Figure 4. Gross lesion of the gastric mucosa in rats.

(a) In rats pretreated with 10%Tween 20 without Eth-induced ulcer (normal control) no injury to the gastric mucosa appears. (b) Rats pretreated with 10% Tween 20 (ulcer control) followed with Eth-induced ulcer, have severe hemorrhage injuries in the gastric mucosa. (c) Rats pretreated with Omeprazole (20 mg/kg) have less injury to the gastric mucosa as compared to the ulcer control rats. (d) Rats pretreated with ETHAB (5 mg/kg) have moderate injuries in the gastric mucosa. The compound reduces the formation of gastric lesions induced by absolute ethanol. (e) Rats pretreated with ETHAB (10 mg/kg) have mild to moderate injuries in the gastric mucosa. (f) Rats pretreated with ETHAB (20 mg/kg) have mild lesions but significantly restored gastric mucosa with visible flattening of the mucosa.

Figure 5. Histological study of ethanol-induced gastric mucosal damage in rats.

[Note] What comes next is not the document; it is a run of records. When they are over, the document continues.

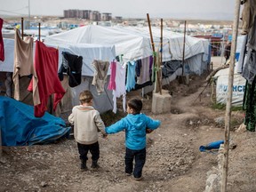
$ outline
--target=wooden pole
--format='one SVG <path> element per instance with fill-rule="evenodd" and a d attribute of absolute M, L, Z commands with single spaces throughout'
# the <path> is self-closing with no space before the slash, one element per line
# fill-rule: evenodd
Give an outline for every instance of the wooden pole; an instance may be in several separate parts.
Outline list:
<path fill-rule="evenodd" d="M 150 19 L 149 19 L 149 14 L 147 13 L 147 18 L 148 18 L 148 28 L 149 28 L 149 35 L 150 35 L 150 40 L 151 40 L 151 45 L 152 45 L 152 50 L 153 50 L 153 60 L 154 60 L 154 65 L 156 64 L 156 51 L 155 51 L 155 44 L 154 44 L 154 39 L 153 39 L 153 35 L 152 35 L 152 30 L 151 30 L 151 24 L 150 24 Z M 155 86 L 155 92 L 157 92 L 158 90 L 160 91 L 160 94 L 162 94 L 162 90 L 160 87 L 160 76 L 158 76 L 158 70 L 156 73 L 156 86 Z M 157 90 L 158 87 L 158 90 Z"/>
<path fill-rule="evenodd" d="M 21 38 L 24 39 L 24 19 L 21 18 Z"/>
<path fill-rule="evenodd" d="M 184 76 L 185 44 L 186 44 L 186 25 L 187 25 L 187 20 L 185 20 L 185 24 L 184 24 L 184 38 L 183 38 L 183 52 L 182 52 L 182 76 Z"/>
<path fill-rule="evenodd" d="M 40 41 L 41 38 L 41 23 L 38 24 L 38 41 Z"/>
<path fill-rule="evenodd" d="M 222 167 L 223 170 L 222 170 L 222 179 L 221 179 L 221 192 L 227 191 L 227 182 L 228 182 L 228 146 L 229 146 L 230 122 L 231 122 L 231 103 L 232 103 L 234 68 L 235 68 L 235 59 L 236 59 L 235 54 L 236 54 L 238 23 L 239 23 L 239 12 L 240 12 L 240 0 L 236 0 L 235 18 L 234 18 L 233 28 L 232 28 L 233 32 L 232 32 L 231 52 L 230 52 L 228 98 L 227 98 L 226 116 L 225 116 L 224 164 Z"/>
<path fill-rule="evenodd" d="M 162 63 L 163 63 L 163 19 L 161 19 L 161 58 L 160 58 L 160 63 L 158 63 L 158 76 L 159 76 L 159 88 L 160 88 L 160 94 L 162 94 Z"/>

(a) In rats pretreated with 10% Tween 20 (negative control) normal tissue has intact surface mucosal epithelium. (b). Rats pre-treated with 10% Tween 20 (ulcer control) have severe disruption of the surface epithelium and necrotic lesions that penetrate deeply into the mucosa (c) Rats pretreated with Omeprazole (20 mg/kg) have mild disruption of the surface epithelium mucosa, and there is a reduction in submucosal edema and leucocyte infiltration. (d) Rats pre-treated with ETHAB (5 mg/kg) have moderate disruption of the surface epithelium with edema and leucocyte infiltration of the submucosal layer. (e) Rats pretreated with ETHAB (10 mg/kg) have a mild to moderate disruption of the surface epithelium and a reduction in submucosal edema. (f) Rats pre-treated with ETHAB (20 mg/kg) have mild disruption of the surface epithelium (H&E staining; 10×).

Figure 6. Periodic Acid Schiff (PAS) staining of mucosal glycoproteins.

The observed intense magenta color in the apical epithelial cells in the groups pretreated with ETHAB (d, e and f) and Omeprazole (c) compared with the ulcer control group (b) and normal group (a)(Magnification 10x).

Figure 7. Immunohistochemistry staining of Hsp70 proteins.

The analysis revealed an over expression of Hsp 70 protein in the stomach of rats pretreated with ETHAB(d, e and f) and Omeprazole (c) compared with the ulcer control group (b) and normal group (a)(Magnification 20x).

Figure 8. Immunohistochemistry staining of Bax proteins.

The analysis revealed a down-expression of Bax protein in the stomach of rats pretreated with ETHAB (d, e and f) and Omeprazole (c) compared with the ulcer control group (b) and normal group (a)(Magnification 20x).